As therefore, the demiurgic order elevates souls to the Saturnian place of survey, thus also the Saturnian order elevates them to the subcelestial[259] arch. For having made many and blessed discursive energies in the kingdom of Saturn, they are again extended from hence to the perfective, and from thence to the celestial triad, from which contemplating the supercelestial place, they are now ineffably conjoined with the supreme goods of intelligibles. And after this manner the second orders always connect souls with the orders prior to them. Hence also, the theurgic art imitating the unapparent periods of souls, arranges initiations in the mysteries of the second Gods, prior to the more sublime mysteries.

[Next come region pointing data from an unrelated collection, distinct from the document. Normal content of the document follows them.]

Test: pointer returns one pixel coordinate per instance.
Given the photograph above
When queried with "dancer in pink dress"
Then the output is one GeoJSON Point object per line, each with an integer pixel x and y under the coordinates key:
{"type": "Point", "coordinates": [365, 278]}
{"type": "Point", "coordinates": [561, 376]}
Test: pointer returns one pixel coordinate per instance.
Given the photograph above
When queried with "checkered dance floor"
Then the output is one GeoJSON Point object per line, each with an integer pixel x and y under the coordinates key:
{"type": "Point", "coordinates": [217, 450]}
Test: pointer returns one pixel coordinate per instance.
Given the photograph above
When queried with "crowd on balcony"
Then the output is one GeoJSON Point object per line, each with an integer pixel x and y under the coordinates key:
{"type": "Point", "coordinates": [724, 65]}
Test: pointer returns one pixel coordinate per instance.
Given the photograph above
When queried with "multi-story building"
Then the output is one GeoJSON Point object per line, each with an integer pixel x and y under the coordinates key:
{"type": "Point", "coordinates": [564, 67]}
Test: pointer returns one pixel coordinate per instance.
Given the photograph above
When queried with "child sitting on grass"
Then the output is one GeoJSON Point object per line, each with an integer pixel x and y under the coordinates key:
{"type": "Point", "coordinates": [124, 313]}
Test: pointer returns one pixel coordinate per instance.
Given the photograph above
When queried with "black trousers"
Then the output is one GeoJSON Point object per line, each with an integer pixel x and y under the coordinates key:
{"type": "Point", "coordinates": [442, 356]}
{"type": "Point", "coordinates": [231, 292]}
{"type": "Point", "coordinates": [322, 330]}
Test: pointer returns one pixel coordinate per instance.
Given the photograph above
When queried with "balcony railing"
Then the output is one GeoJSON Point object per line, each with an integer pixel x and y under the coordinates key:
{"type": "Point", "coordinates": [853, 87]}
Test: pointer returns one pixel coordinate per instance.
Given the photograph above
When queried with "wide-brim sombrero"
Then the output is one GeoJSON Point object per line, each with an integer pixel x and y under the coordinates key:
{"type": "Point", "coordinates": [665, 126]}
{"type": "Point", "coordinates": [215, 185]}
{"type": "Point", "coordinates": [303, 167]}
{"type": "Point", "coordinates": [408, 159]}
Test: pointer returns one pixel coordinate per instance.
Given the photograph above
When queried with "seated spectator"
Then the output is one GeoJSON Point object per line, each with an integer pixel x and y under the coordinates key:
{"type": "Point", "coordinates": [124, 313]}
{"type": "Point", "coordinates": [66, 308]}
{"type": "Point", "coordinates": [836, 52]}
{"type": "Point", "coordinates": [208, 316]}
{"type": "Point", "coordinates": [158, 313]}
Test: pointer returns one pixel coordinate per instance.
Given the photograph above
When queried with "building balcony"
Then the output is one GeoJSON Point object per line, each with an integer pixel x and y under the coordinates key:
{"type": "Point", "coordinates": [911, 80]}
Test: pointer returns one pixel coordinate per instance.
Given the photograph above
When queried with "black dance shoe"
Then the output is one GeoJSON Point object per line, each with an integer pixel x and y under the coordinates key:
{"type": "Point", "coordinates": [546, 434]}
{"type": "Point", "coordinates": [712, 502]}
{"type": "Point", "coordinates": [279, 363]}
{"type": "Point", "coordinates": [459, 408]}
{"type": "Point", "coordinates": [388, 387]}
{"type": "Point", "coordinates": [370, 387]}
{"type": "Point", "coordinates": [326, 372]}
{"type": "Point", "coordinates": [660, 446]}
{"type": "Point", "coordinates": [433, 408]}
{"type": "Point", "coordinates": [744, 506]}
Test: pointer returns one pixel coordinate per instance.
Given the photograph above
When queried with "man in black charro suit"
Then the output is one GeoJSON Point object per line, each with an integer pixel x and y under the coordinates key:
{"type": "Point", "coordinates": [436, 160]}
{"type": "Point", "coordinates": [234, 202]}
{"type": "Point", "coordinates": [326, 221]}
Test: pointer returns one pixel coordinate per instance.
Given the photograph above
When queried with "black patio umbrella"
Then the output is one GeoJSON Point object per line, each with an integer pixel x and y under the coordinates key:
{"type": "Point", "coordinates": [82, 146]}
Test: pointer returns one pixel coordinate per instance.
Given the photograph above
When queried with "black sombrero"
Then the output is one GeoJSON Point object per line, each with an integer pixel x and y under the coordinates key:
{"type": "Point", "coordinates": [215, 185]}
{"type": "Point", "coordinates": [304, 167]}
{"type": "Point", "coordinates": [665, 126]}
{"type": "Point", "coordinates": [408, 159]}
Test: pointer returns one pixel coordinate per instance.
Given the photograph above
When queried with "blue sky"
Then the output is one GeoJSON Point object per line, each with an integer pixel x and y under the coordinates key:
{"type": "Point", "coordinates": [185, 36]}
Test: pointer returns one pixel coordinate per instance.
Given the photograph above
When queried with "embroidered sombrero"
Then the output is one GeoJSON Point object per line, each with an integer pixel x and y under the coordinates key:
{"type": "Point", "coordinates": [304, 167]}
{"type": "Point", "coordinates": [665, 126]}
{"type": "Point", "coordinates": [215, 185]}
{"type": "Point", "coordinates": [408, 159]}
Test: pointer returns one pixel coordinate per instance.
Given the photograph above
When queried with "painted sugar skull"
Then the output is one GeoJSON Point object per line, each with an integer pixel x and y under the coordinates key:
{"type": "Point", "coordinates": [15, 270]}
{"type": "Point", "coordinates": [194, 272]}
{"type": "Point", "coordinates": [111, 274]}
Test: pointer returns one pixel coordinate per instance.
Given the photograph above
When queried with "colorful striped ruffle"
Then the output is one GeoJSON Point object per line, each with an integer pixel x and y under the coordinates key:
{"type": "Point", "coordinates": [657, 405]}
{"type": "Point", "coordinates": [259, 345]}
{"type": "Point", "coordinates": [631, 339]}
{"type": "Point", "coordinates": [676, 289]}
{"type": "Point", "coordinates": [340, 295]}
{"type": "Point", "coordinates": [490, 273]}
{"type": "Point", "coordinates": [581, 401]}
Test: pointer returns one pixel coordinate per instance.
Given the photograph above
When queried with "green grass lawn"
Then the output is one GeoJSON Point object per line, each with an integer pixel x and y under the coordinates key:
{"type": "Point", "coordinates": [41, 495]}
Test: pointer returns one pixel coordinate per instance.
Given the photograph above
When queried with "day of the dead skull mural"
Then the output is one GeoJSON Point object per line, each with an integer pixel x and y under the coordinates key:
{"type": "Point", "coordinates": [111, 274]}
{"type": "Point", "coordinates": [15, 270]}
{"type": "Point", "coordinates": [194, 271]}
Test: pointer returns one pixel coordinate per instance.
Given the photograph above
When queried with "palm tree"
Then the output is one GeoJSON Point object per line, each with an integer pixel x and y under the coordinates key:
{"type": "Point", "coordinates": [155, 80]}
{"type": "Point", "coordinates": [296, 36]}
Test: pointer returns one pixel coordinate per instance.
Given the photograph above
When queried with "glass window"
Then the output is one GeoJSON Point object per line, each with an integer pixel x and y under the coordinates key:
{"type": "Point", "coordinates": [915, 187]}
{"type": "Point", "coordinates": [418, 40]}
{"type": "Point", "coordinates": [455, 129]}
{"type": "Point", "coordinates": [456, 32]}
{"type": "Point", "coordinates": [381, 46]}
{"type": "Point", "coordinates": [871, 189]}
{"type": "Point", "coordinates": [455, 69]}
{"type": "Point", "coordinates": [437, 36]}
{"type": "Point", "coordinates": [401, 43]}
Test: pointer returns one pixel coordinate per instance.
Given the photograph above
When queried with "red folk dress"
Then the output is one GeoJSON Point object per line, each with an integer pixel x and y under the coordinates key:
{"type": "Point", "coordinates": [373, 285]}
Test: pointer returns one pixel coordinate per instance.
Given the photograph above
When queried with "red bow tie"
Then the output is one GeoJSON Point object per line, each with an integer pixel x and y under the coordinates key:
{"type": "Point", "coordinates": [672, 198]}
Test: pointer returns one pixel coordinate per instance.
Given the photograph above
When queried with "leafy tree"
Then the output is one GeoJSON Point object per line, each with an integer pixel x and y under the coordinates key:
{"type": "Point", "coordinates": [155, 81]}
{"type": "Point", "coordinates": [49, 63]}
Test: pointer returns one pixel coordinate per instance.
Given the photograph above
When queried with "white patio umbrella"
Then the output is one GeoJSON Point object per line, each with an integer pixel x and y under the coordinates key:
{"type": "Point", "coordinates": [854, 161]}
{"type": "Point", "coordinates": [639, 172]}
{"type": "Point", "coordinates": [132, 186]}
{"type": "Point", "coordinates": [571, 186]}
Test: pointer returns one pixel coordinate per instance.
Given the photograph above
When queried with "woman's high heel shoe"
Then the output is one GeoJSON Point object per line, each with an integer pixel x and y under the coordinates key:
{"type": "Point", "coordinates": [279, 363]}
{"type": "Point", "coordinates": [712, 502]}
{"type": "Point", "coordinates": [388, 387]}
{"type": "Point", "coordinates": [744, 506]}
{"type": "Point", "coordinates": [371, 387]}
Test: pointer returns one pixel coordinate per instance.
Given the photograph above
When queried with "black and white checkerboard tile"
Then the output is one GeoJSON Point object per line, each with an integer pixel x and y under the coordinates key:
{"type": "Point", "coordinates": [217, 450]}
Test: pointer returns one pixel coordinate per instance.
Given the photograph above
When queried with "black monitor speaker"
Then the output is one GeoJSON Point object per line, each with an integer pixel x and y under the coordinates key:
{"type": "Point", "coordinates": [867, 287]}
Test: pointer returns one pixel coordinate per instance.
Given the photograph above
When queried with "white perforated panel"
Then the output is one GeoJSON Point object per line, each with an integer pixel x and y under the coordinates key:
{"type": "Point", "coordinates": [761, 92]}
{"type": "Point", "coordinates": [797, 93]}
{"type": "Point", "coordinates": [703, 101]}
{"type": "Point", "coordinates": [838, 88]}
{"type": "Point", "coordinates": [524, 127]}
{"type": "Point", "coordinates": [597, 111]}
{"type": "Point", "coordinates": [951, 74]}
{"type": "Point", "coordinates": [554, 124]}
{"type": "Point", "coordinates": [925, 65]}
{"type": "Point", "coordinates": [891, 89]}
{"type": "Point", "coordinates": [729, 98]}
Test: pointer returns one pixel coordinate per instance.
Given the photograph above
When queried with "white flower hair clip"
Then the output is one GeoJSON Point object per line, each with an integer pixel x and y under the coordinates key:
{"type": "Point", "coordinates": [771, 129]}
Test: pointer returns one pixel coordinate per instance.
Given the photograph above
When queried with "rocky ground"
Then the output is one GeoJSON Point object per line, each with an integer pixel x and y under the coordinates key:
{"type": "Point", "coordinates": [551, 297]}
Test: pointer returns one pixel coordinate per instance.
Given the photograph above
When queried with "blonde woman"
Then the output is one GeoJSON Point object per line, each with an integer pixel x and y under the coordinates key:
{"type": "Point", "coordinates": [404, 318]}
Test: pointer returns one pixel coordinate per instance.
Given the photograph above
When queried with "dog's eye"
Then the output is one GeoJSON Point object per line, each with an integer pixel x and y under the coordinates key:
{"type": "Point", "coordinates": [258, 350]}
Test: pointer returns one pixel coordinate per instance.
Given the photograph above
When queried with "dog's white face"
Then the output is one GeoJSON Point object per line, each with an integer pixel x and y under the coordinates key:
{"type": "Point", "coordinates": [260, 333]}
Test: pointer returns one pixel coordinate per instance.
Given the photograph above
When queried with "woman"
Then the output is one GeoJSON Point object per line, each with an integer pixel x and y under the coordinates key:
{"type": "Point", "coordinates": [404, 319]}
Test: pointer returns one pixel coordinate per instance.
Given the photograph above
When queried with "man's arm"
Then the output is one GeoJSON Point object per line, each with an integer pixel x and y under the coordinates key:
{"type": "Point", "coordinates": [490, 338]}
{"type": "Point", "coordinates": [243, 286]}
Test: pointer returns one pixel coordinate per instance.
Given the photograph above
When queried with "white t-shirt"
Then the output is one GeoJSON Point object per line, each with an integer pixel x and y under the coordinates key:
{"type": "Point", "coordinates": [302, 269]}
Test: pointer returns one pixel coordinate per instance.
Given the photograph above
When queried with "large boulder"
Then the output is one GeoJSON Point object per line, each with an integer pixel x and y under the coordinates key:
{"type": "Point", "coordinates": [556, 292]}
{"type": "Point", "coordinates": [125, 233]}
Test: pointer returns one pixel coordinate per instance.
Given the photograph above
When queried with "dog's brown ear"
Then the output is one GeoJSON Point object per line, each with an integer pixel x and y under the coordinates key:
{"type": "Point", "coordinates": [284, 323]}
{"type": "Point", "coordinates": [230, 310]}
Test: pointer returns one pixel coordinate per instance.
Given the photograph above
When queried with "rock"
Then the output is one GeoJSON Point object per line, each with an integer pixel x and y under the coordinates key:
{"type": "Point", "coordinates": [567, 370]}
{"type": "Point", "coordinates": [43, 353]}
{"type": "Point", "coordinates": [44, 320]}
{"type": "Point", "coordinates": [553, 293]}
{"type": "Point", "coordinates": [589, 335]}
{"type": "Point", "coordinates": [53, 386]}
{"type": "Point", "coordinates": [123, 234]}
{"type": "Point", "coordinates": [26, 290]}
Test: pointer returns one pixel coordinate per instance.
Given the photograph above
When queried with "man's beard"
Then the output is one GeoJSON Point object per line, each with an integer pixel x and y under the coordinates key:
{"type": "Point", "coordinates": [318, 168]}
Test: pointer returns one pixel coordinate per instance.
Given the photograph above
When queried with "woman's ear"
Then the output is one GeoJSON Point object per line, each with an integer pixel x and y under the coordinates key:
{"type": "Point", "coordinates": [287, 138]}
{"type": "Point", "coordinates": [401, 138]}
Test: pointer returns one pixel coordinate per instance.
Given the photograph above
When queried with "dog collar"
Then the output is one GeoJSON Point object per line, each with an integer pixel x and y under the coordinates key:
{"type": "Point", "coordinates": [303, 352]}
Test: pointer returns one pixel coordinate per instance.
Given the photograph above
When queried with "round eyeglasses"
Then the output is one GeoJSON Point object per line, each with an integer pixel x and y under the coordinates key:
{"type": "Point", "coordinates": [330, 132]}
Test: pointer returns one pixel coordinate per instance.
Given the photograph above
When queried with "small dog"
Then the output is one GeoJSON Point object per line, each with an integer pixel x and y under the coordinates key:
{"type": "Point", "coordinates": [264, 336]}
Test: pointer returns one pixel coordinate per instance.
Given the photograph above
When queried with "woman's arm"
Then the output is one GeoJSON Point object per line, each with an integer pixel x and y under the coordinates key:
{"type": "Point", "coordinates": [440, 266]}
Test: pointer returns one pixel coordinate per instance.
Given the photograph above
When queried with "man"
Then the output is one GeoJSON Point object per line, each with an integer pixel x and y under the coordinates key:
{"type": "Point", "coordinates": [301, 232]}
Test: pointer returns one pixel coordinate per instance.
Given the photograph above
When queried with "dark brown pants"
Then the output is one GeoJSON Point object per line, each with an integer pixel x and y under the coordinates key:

And through these, it causes us to pass to the intelligible place of survey. These things, therefore, Plato indicates concerning the Saturnian life, and the polity of souls under Saturn, not in the Politicus only, but also in the discourses of the Athenian guest. For in the fourth book of the Laws he celebrates the life under Saturn, obscurely signifying the undefiled nature, the facility, plenitude, and self-sufficiency of that energy, through fabulous fictions.